Die deutsche Wirtschaft hat sich enttäuscht über das Ergebnis des Treffens zwischen Kanzlerin Angela Merkel und US-Präsident Donald Trump gezeigt. "Ich bedaure, dass der Besuch der Bundeskanzlerin in Washington keine sichtbare Annäherung in den Streitpunkten zwischen Deutschland und den USA gebracht hat", sagte BDI-Präsident Dieter Kempf am Samstag. Auch wenn eine atmosphärische Verbesserung zwischen Merkel und Trump spürbar sei, hätte er sich mehr substanzielle Fortschritte gewünscht. "Die angedrohten amerikanischen Strafzölle bleiben eine große Belastung für das transatlantische Verhältnis", sagte der Präsident des Bundesverbands der Deutschen Industrie (BDI). Für die deutschen Unternehmen bleibe unklar, ob die EU dauerhaft von den Einfuhrzöllen in Höhe von 25 Prozent auf Stahl und zehn Prozent auf Aluminium ausgenommen werde.
Auch Außenhandelspräsident Holger Bingmann sagte, dass das Treffen in Washington sicher kein Durchbruch gewesen sei. "Aber die Tür für eine Lösung im Streit um die US-Strafzölle bleibt einen Spalt weit offen." Merkel habe ein klares Angebot für einen fairen Waren- und Dienstleistungsaustausch formuliert. Es wäre deshalb ein kluger Zug von Trump, die EU vorerst auszunehmen.
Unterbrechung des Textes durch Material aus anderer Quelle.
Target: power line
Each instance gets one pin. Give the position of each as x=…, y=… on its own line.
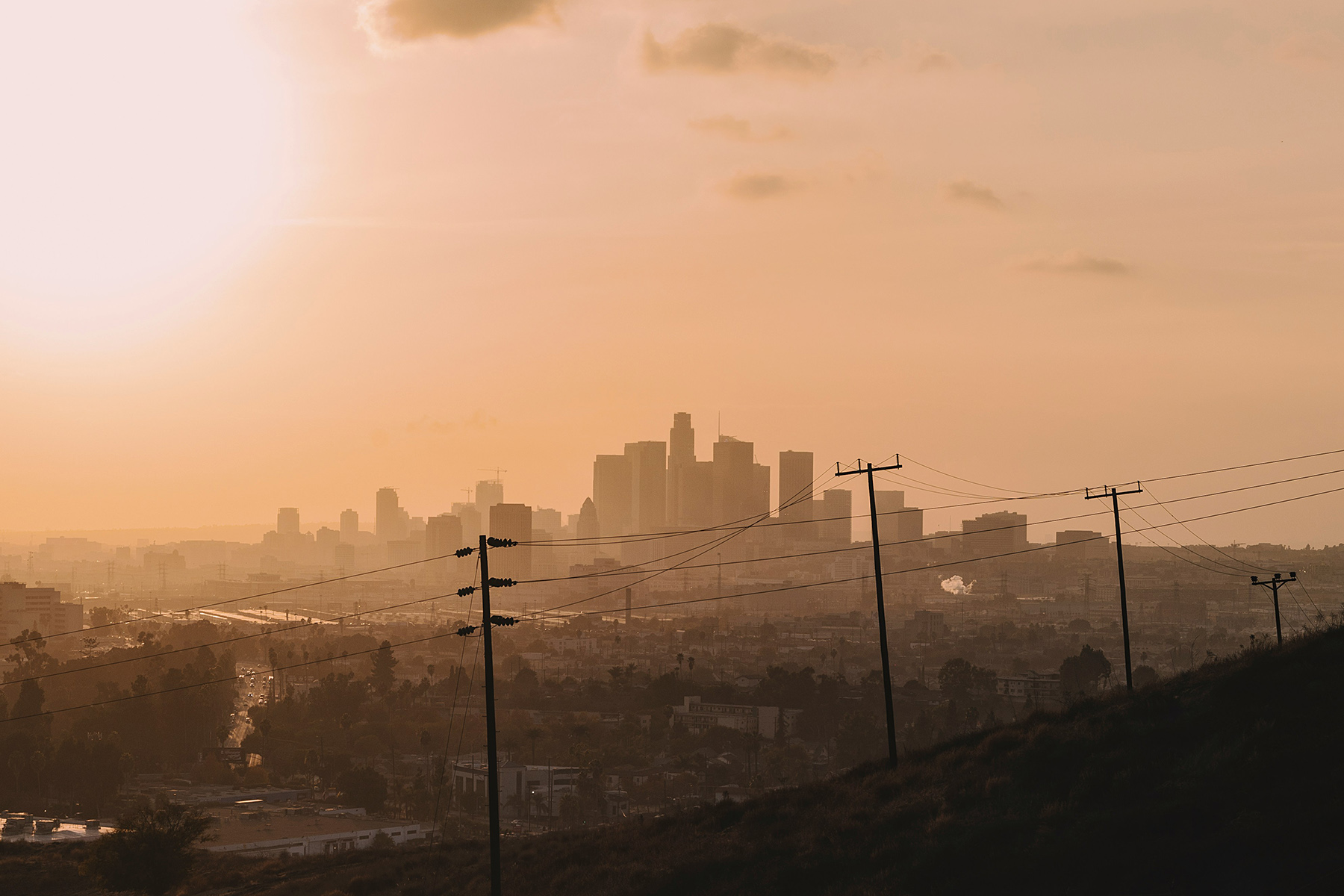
x=936, y=566
x=1243, y=467
x=537, y=613
x=700, y=553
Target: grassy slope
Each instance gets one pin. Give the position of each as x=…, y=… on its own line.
x=1228, y=780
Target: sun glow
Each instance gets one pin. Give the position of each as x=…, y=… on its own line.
x=143, y=144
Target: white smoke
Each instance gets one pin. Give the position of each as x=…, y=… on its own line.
x=953, y=585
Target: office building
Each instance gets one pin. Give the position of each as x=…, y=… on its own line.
x=833, y=516
x=444, y=536
x=796, y=477
x=391, y=523
x=612, y=494
x=648, y=484
x=680, y=457
x=349, y=526
x=287, y=521
x=995, y=534
x=488, y=494
x=890, y=505
x=23, y=609
x=1078, y=546
x=511, y=521
x=735, y=484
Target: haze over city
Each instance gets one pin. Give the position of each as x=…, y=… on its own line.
x=645, y=447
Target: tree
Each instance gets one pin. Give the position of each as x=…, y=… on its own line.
x=151, y=850
x=859, y=739
x=959, y=680
x=383, y=676
x=1080, y=675
x=1144, y=676
x=363, y=788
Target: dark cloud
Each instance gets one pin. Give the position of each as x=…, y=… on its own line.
x=724, y=49
x=1077, y=262
x=967, y=191
x=418, y=19
x=759, y=186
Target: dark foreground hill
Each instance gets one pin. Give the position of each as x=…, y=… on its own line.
x=1229, y=780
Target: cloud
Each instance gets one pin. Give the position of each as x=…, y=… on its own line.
x=967, y=191
x=752, y=187
x=1077, y=262
x=724, y=49
x=737, y=129
x=402, y=20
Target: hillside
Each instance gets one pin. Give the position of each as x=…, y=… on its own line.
x=1226, y=780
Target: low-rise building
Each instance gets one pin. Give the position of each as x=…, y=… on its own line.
x=1034, y=688
x=699, y=718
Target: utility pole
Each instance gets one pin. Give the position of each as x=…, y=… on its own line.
x=1275, y=585
x=1113, y=494
x=882, y=610
x=492, y=766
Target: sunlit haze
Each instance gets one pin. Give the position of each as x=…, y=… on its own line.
x=281, y=254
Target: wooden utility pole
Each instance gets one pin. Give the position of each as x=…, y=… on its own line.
x=492, y=762
x=492, y=759
x=1113, y=494
x=882, y=610
x=1275, y=585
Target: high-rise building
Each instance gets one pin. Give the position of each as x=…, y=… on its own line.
x=390, y=523
x=890, y=505
x=488, y=494
x=444, y=536
x=35, y=610
x=648, y=484
x=995, y=534
x=588, y=526
x=349, y=526
x=549, y=521
x=796, y=477
x=287, y=521
x=735, y=481
x=612, y=494
x=511, y=521
x=910, y=527
x=833, y=516
x=680, y=458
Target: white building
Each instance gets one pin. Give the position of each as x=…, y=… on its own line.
x=35, y=610
x=272, y=833
x=699, y=718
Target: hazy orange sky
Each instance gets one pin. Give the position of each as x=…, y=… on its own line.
x=284, y=253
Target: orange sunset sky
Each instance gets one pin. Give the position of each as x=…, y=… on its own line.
x=288, y=252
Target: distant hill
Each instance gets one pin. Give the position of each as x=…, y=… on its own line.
x=1228, y=780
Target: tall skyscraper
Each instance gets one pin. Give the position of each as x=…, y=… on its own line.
x=391, y=523
x=680, y=458
x=349, y=526
x=833, y=523
x=735, y=481
x=995, y=534
x=287, y=521
x=890, y=505
x=511, y=521
x=470, y=517
x=488, y=494
x=796, y=477
x=648, y=484
x=612, y=494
Die italienische Tageszeitung La Repubblica kommentierte den Besuch Merkels: "Es war eine schnelle Dienstreise... Neben Lächeln und Versicherungen war es vor allem eine kurze Unterredung (drei Stunden), die Unterschiede der Positionen zwischen den beiden klarstellte, statt Lösungen auf den Weg zu bringen."
Der Telegraaf aus den Niederlanden schreibt: "Dem Exportland Deutschland graut es vor einem drohenden Handelskrieg und es will die Zölle definitiv vom Tisch bekommen. (...) Mit guten Nachrichten konnte Merkel wohl kaum nach Berlin und zu ihren europäischen Partnern zurückkehren. Jedoch scheint es, als ob in Sachen Importzöllen eine neue Vereinbarung in Arbeit ist und dass Trump Europa im letzten Moment wieder eine Ausnahme zugesteht."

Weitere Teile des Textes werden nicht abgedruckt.